Tomorrow will be Grant's first Varsity Football game.
I have a lot of mixed emotions and feelings about this. Since before I can remember, going to watch Grant play sports of any kind has been such a joy to me. I loved going with my parents to baseball or basketball tournaments, and I loved watching Grant play football- even when he was so young and such a baby!!! Through out college, I would go home every possible chance (every week) during football season to watch this kid play football. I was always, and still am, SO proud of him.
I have been trying to prepare myself for tomorrow for a long time. I don't think anyone really understands how bad I want to be there. Like- I would have done anything to be there. Why though, does God allow that to not happen? It doesn't seem like there is a very good reason for it- but there has to be. God is using this, or will use this to teach me something or grow a different part of me.
I'll probably cry tomorrow, like I did today and the day before, just thinking about all the games I have watched Grant play, and now.. his big Varsity debut... I miss. Geez- I sound pretty depressing don't I? It's very hard for me not to be there. "Trust in the Lord with all of your heart and lean not on your own understandings, in all of your ways acknowledge him and he will keep your paths straight." Proverbs 3:5-6. I need to do this. My faith is so weak and little. I know what is truth, but I struggle to live it. I know what is life, but I struggle to find it. I know where my help comes from... I just have to let it.
I know tomorrow night at 7pm when Grant marches out there on the field in Blue and Gold withe the rest of the Birch Run Panthers, a new era begins in his life. I did get the privilege to drop him off a football camp this last time I was home. I know it sounds crazy- and I'm not his mom- but it felt like I had just let one of my own go! I cried rather heavily as I drove away recounting all of the times I dropped him off to football practice every summer in years past.

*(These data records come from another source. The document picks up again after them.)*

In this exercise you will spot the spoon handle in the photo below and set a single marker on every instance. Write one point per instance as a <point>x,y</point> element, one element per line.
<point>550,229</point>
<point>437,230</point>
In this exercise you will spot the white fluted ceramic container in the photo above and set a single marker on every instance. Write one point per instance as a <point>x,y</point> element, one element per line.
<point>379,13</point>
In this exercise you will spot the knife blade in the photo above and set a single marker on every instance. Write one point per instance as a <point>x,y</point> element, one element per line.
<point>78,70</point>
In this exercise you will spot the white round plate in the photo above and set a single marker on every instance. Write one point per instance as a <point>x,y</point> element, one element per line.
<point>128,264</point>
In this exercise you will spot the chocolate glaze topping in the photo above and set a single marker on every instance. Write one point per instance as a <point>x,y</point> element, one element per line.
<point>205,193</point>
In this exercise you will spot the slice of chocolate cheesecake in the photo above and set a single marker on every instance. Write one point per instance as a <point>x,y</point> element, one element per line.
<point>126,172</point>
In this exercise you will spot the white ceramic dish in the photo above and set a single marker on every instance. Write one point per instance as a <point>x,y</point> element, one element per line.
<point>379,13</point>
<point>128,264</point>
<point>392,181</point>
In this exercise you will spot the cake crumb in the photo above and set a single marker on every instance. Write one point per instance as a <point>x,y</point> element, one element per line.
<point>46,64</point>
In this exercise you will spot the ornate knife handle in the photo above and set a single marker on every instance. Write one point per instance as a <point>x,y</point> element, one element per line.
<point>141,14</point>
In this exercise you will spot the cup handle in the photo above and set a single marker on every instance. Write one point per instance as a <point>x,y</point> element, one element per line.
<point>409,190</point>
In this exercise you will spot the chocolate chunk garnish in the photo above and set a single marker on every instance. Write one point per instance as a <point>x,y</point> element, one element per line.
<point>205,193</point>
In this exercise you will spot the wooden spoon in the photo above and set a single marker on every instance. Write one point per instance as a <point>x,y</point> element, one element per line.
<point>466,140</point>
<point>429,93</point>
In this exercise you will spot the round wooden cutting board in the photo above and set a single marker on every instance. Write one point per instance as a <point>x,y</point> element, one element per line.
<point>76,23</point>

My brother and sister are my best friends. There is not anything that has ever come between us. We have been through thick and thin, through the best of times and the worst of times and we are still standing. I am so thankful and so blessed to be called their sister- and I hope they know every day, no matter how far away from them I am- how deeply I love them.
I always wondered where I would be when Grant started playing Varsity football. I never thought I'd miss it. I never thought I'd be here. I never knew the day would come... but it's here!
Grant- #20! I'm so proud of you and I can't wait to see you play. I love you so much!